Structurally, the satirical narrative will end somewhat like the original narrative, but, in terms of tone, the seriousness or pretensions of the original narrative will be deflated.

As a single-voiced example, an impersonator depends on his audience’s pre-knowledge of a celebrity’s mannerisms and foibles. (E.g., when an actor on Saturday Night Live imitates a U.S. President or candidate, the audience recognizes the candidate's pre-existing quirks and finds pleasure in the quality of their mimesis.)

As exhausting as this handout may be, it’s not exhaustive! “Genre” remains a capacious, slippery, and evolving term and concept. The purpose of these classifications is more to exercise critical thinking than to provide final answers.

For those considering graduate school, some problems inherent in “genre studies”

Genre courses” like “Tragedy,” “Comedy,” “Introduction to Fiction (or Poetry or Drama),” or “Film as Literature” tend to be popular mainstays in college curricula, but genre scholarship as such has a lackluster reputation. Why?

  • Genres may be regarded as elementary knowledge.
     

  • Genres impinge on so many other subjects that findings may evade reduction or specification.
     

  • Any attempt at finality in describing a genre may ascribe an artificial purity or purity to an evolving entity.

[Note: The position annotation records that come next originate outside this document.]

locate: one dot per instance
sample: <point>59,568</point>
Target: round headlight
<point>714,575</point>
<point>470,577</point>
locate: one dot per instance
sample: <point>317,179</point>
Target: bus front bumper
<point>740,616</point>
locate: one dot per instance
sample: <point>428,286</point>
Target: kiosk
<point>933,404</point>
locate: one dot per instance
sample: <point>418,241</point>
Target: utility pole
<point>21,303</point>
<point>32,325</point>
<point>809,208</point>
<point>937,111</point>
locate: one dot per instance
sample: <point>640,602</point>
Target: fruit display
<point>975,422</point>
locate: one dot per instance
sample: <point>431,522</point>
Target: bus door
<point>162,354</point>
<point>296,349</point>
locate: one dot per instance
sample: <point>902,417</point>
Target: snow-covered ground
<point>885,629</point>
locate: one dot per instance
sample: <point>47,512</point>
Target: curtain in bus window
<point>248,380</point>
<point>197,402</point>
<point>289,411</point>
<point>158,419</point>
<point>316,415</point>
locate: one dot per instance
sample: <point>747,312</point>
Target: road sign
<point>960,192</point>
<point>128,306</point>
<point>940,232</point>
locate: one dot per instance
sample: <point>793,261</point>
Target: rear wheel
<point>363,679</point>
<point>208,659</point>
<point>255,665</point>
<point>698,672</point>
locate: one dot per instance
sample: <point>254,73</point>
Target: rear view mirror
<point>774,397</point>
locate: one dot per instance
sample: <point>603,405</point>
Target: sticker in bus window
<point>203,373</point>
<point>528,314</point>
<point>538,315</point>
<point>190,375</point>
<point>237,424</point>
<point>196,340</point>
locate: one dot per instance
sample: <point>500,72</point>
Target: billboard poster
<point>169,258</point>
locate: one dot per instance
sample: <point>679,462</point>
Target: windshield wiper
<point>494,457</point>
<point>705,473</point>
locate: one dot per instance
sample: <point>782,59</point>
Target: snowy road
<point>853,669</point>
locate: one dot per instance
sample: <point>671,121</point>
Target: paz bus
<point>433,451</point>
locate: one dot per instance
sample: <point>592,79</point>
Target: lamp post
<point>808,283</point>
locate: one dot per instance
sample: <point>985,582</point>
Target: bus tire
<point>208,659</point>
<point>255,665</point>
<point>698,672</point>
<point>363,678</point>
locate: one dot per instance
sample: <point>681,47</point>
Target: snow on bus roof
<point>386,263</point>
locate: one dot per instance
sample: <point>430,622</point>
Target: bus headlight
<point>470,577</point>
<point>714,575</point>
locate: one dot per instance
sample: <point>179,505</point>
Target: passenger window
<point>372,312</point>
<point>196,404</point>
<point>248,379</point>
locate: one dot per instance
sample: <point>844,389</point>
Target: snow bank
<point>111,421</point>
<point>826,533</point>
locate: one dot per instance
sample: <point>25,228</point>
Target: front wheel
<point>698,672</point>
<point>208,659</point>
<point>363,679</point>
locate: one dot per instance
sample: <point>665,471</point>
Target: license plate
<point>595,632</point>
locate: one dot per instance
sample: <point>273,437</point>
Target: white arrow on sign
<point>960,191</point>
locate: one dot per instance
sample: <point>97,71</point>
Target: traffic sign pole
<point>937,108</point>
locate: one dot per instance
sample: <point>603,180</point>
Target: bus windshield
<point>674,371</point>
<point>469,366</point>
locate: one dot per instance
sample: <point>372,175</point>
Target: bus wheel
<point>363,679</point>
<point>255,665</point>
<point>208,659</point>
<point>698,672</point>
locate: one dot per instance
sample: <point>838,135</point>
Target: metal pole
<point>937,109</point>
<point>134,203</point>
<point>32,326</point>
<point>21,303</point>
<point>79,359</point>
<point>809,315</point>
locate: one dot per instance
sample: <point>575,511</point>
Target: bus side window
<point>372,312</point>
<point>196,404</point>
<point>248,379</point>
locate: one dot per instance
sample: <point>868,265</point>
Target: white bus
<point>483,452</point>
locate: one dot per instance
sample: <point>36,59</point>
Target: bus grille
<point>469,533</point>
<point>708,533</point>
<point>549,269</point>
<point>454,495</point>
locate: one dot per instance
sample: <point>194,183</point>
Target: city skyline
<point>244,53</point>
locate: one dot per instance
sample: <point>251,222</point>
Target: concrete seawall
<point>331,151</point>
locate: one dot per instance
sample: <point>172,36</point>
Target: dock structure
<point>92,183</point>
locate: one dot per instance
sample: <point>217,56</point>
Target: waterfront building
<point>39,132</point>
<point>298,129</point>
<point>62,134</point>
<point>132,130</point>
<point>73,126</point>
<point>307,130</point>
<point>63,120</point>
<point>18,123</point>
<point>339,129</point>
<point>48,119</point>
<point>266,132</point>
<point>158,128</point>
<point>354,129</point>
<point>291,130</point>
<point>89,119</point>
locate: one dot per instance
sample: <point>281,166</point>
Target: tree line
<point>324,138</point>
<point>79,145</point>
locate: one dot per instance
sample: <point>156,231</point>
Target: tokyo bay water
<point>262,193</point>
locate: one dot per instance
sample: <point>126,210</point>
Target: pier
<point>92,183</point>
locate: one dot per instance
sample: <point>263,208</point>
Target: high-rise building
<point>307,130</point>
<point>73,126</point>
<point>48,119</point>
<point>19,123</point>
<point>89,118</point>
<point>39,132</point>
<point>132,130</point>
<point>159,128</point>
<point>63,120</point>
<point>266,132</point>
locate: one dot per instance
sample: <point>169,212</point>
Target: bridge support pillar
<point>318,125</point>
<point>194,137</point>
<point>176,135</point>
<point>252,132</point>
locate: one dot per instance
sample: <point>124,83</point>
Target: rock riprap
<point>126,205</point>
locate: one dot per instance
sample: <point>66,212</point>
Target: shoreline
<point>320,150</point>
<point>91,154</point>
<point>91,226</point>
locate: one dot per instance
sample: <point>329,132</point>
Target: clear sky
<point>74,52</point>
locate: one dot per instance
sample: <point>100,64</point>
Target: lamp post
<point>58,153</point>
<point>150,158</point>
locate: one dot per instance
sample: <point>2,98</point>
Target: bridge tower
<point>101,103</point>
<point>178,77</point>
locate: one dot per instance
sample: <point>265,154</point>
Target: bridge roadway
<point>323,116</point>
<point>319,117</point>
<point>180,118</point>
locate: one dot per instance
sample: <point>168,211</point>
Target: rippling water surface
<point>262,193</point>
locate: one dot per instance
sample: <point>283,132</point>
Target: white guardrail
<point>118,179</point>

  Consequently, genre-discussion often serves as background knowledge or to start discussions on backgrounds that led to subtler or more ambitious subjects.

Every work of literature involves at least one subject genre, one formal genre, & one narrative genre.

*A stand-up comedian’s monologue is “single-voiced” in representation and “comic” in terms of narrative (by attempting to conclude on a big audience-uniting laugh.)

  • Subject / Audience: dating, politics, romance, domestic, social classes—topics may vary with audience or venue.
  • Form: single-voiced (one person talking to audience, w/ variations like enactments of dialogues or exchanges with audience)
  • Narrative: “comic” through impersonations (false identity), put-downs (deflation, restoration of order), conclusion on big audience-uniting laugh.

*The novel The Scarlet Letter

  • Subject: social and ethical issues; human relations between individuals and their community; Puritanism and the American past, etc.
  • Form: narrator (voice describing setting, characters, and action) + two or more characters in dialogue (Hester, Dimmesdale, and Pearl in conversation with each other).
  • Narrative: romance (as when Hester transcends her complications by becoming an “angel” at the end) shaded by tragedy (as in Dimmesdale’s fall through his own faults and errors).